Complaint for declaratory relief was filed on November 14, 2011 by fifteen (15) municipalities challenging the method of funding the Inspector General program.  The Village of Wellington withdrew on April 12, 2012.  The Ch.164 dispute resolution process was followed by the parties and an amended ordinance was submitted to the County after a joint drafting effort was undertaken by representatives from both the County and the cities in an attempt to amicably settle the case.  The amendments proposed by means of the joint effort were unanimously rejected by the Board of County Commissioners of Palm Beach County.  A formal Mediation was held on May 18, 2012 with Mediator, Steven A. Mayans in accordance with the mandates set forth in Cp.164, F.S.  Such mediation resulted in impasse and the previous abatement was lifted to allow the matter to proceed to court.  On June 7, 2012 the Inspector General filed a Motion to Intervene.  This motion was opposed by the County, the cities and the Clerk of the Courts on several grounds.  A hearing on the matter was scheduled for Friday July 6, 2012 but was cancelled due to the Order of Disqualification entered by the assigned Judge, Sandra K. McSorley.  The Honorable Catherine Brunson has now been assigned to this case. 

4.     Palm Beach County Commission on Ethics:  Recent Advisory opinions.

    • a.      RQO 12-034:  The COE held that credit card rewards points received by a government official or employee for booking a hotel stay are not a special financial benefit to that official or employee so long as the rewards points program is offered to the general public.  For these same reasons, the rewards points are not reportable gifts.  The rewards points also are not reportable gifts if they are given in exchange for picking a particular hotel.  Under these circumstances, the rewards points are, in essence, consideration for choosing a particular hotel. 
    • b.     RQO 12-036:  The COE held that a spouse or other family member’s stay in a hotel room with a public employee for free does not constitute a prohibited special financial benefit to the spouse or family member not shared by similarly situated members of the general public so long as the hotel does not charge extra for the spouse or family member to be in the room.  For example, if the hotel charges extra for double occupancy versus single occupancy, then the spouse needs to pay for their share of the room.  The COE also held that a spouse’s sharing in a complimentary hotel stay is not a prohibited gift so long as there is no additional benefit to the spouse (i.e. no extra fees for double occupancy or no upgrades to accommodate additional person). 

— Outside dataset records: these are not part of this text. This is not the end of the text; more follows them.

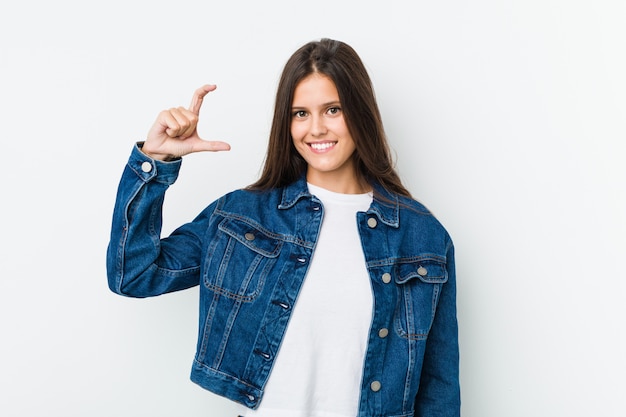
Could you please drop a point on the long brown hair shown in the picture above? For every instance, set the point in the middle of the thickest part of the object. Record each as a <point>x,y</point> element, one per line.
<point>339,62</point>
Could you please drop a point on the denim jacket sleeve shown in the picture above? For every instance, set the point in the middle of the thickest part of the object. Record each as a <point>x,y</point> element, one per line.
<point>139,262</point>
<point>439,391</point>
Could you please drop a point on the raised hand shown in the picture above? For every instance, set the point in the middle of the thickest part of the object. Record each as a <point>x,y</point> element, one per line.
<point>174,133</point>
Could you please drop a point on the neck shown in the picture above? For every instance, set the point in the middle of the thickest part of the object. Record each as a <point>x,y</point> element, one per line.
<point>344,184</point>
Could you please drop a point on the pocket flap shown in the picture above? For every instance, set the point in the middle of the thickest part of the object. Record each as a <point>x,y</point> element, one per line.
<point>252,237</point>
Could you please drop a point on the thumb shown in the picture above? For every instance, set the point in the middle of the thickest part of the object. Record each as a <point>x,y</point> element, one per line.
<point>211,146</point>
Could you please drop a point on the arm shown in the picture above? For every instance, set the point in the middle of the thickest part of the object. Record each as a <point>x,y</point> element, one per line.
<point>139,263</point>
<point>439,391</point>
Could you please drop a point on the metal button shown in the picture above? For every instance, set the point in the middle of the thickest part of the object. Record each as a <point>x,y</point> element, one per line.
<point>375,386</point>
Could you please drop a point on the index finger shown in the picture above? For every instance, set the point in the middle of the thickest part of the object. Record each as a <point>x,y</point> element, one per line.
<point>198,96</point>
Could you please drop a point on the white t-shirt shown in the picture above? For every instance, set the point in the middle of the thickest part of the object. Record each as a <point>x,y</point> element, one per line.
<point>318,370</point>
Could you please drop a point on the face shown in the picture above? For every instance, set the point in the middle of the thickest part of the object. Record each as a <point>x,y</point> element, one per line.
<point>321,136</point>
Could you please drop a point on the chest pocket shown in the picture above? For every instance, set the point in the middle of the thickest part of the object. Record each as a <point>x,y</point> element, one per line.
<point>239,260</point>
<point>419,284</point>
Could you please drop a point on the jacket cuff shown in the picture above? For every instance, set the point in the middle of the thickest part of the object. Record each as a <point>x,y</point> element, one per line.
<point>149,169</point>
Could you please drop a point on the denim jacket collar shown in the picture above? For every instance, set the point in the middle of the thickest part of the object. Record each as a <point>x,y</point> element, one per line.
<point>385,204</point>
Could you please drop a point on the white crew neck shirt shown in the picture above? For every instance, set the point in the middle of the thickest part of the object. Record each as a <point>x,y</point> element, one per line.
<point>319,367</point>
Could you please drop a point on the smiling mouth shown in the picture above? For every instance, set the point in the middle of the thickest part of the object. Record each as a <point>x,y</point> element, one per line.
<point>322,146</point>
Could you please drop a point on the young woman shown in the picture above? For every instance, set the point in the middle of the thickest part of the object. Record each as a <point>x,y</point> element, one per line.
<point>325,289</point>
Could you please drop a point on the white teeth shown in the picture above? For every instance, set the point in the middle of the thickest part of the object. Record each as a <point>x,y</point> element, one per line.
<point>322,146</point>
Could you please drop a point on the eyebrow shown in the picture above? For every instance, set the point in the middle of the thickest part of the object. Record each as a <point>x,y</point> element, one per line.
<point>330,103</point>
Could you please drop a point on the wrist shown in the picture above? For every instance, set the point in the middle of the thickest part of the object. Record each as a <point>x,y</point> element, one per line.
<point>155,155</point>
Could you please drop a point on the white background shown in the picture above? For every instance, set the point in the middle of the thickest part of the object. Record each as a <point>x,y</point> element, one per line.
<point>508,121</point>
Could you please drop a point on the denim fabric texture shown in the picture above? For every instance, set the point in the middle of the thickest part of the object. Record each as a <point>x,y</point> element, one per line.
<point>249,252</point>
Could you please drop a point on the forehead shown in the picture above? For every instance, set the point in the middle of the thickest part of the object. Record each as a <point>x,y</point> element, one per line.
<point>315,88</point>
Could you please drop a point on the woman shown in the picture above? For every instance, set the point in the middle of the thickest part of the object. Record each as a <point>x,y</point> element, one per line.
<point>325,289</point>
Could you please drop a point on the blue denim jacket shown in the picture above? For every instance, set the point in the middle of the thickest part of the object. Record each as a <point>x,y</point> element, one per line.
<point>249,253</point>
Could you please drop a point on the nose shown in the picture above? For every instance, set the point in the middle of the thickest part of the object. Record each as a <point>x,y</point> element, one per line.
<point>318,126</point>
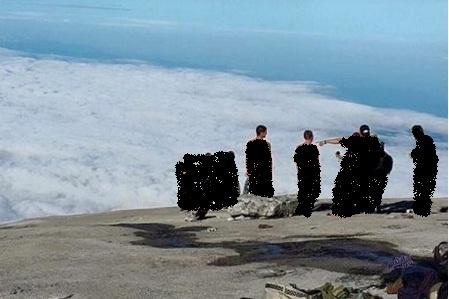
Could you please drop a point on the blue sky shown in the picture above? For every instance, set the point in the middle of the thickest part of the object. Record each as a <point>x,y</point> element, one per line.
<point>381,53</point>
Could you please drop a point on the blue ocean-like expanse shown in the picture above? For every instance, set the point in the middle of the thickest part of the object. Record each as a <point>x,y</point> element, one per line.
<point>100,99</point>
<point>381,53</point>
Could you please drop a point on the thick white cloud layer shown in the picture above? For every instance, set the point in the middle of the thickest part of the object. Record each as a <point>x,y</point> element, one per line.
<point>80,137</point>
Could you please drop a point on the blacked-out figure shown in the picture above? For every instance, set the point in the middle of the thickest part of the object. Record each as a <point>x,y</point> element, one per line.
<point>309,180</point>
<point>426,168</point>
<point>373,177</point>
<point>347,192</point>
<point>207,182</point>
<point>259,164</point>
<point>362,179</point>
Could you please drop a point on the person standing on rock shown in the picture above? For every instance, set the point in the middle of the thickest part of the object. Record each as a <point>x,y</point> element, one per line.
<point>346,192</point>
<point>360,184</point>
<point>259,165</point>
<point>309,180</point>
<point>426,168</point>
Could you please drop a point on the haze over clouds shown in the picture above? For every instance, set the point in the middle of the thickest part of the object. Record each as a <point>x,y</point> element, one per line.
<point>82,137</point>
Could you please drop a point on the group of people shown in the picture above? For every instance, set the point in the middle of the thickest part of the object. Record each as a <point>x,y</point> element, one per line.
<point>362,178</point>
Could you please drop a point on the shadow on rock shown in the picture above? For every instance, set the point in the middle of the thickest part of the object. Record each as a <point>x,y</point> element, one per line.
<point>341,254</point>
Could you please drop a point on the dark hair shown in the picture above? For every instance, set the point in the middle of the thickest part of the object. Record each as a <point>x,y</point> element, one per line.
<point>417,131</point>
<point>308,134</point>
<point>364,129</point>
<point>260,129</point>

    • c.      RQO 12-037:  The COE held that a gift received by a spouse is not an indirect gift to the public official or employee so long as there is no nexus or relationship between the gift being given and the public employment.  The COE has adopted the Florida Administrative Code’s criteria for determining whether a gift is an indirect gift to a public official or employee.  The COE has also added additional criteria, which are indicative of indirect gifts.